The big offenders in the early spring are trees and mold, but grasses can start causing symptoms shortly after. To avoid the wrath of spring symptoms, there are a few things you can do now to prepare.
1. Take medications before you feel symptoms
First, it’s important to know why you feel symptoms from allergens. When pollen is inhaled, your body will either determine it to be harmless or harmful. If determined to be harmful, the body responds with releasing histamine, which leads to inflammation in the sinuses. That added inflammation causes symptoms like itching, sneezing, and runny nose.
One way to avoid this onset of inflammation is to take antihistamines a few weeks before pollen is prevalent. Antihistamines reduce histamine in the body, and then can help reduce those typical allergy symptoms. You can track the pollen in your area by looking at pollen forecasts on websites like pollen.com or the National Allergy Bureau to know when your allergy season may start.
It’s important to stay consistent with your allergy medication and treatments. Feeling better is often a sign that the medications are working, not that the allergens are no longer present. Stay on course until pollen trackers tell you that the chance of symptoms is low. Consult with your provider about the medications or treatment that will be most beneficial for you and your symptoms.
2. Maximize modifications
There are many modifications you can make to keep your exposure low once peak season hits. For those with allergies, spring cleaning has a whole new meaning.
Change your furnace filter
After a long winter filled with indoor allergens, be sure to change your furnace filter. Replace it with a HEPA filter to help capture even the smallest of allergens that may filter through this spring.
Vacuum with a HEPA filter
You’ll also want to pick up HEPA filters for your vacuum. This is an important step before spring allergy season hits, but also for during the season.
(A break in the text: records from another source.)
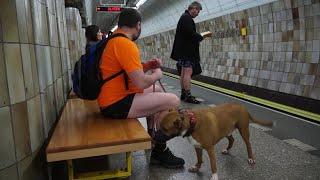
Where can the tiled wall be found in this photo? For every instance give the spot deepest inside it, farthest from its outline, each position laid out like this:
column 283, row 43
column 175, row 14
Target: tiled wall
column 34, row 82
column 76, row 34
column 280, row 53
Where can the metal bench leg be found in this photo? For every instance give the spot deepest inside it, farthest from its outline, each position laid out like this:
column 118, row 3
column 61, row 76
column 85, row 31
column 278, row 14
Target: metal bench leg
column 129, row 162
column 70, row 170
column 107, row 174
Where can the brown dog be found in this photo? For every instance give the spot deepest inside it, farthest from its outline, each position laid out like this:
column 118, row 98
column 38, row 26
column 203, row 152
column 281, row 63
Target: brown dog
column 205, row 127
You can track outdoor pollen in your home on your clothes, hair, and shoes, so keeping up with vacuuming is important.
Keep your windows closed
There’s nothing more tempting than opening your windows after a long winter, but resist the temptation if allergies are an issue. Pollen may be circulating before you feel symptoms, and welcoming the pollen into your home can cause symptoms all season long.
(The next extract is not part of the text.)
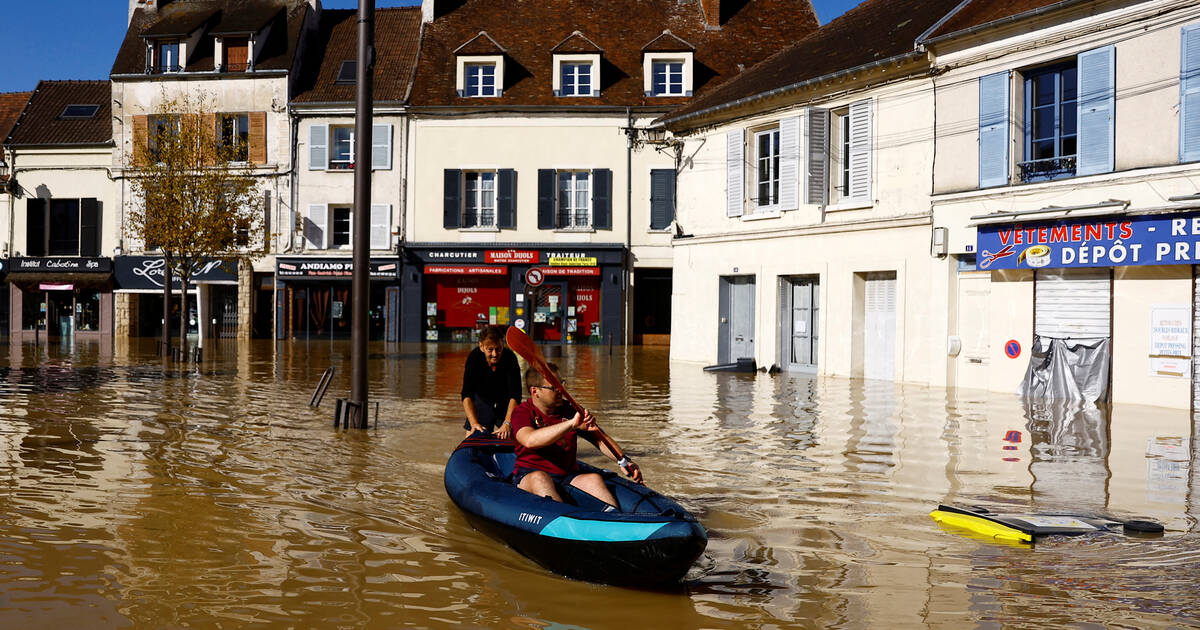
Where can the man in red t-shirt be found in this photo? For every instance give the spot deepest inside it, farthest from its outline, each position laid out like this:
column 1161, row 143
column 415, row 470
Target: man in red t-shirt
column 546, row 444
3. Continue your immunotherapy treatment, or consider starting
If you’re on immunotherapy, the only disease modifying allergy treatment, stick with it. Staying adherent to your treatment, even in the midst of your pollen season, is key to building allergic tolerance.
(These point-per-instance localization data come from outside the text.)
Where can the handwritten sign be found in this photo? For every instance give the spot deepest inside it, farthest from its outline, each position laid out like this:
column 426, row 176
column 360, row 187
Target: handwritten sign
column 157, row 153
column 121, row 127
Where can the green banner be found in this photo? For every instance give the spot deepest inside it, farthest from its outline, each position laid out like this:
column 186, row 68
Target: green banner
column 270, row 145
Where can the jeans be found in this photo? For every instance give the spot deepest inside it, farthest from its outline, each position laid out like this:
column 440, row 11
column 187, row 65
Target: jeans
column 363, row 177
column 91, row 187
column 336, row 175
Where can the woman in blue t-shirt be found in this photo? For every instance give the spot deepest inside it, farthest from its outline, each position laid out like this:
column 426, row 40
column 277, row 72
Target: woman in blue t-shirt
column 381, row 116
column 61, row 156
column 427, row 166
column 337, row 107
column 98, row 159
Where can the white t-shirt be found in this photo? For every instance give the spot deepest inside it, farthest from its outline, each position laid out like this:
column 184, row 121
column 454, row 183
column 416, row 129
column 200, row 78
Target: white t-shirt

For those on allergy drops following the La Crosse Method Protocol, you may consider asking your provider about preseasonal allergy drops if you’re still feeling symptoms while on treatment. This is a rush therapy that’s taken eight weeks before peak allergy season to provide a tolerance boost.
If you aren’t on immunotherapy but are interested, allergy drops are a convenient option that will help your body build long-term tolerance to the allergens that cause your symptoms. You can find a provider near you who is trained in offering treatment to get started.
This year, be proactive to avoid a symptomatic spring.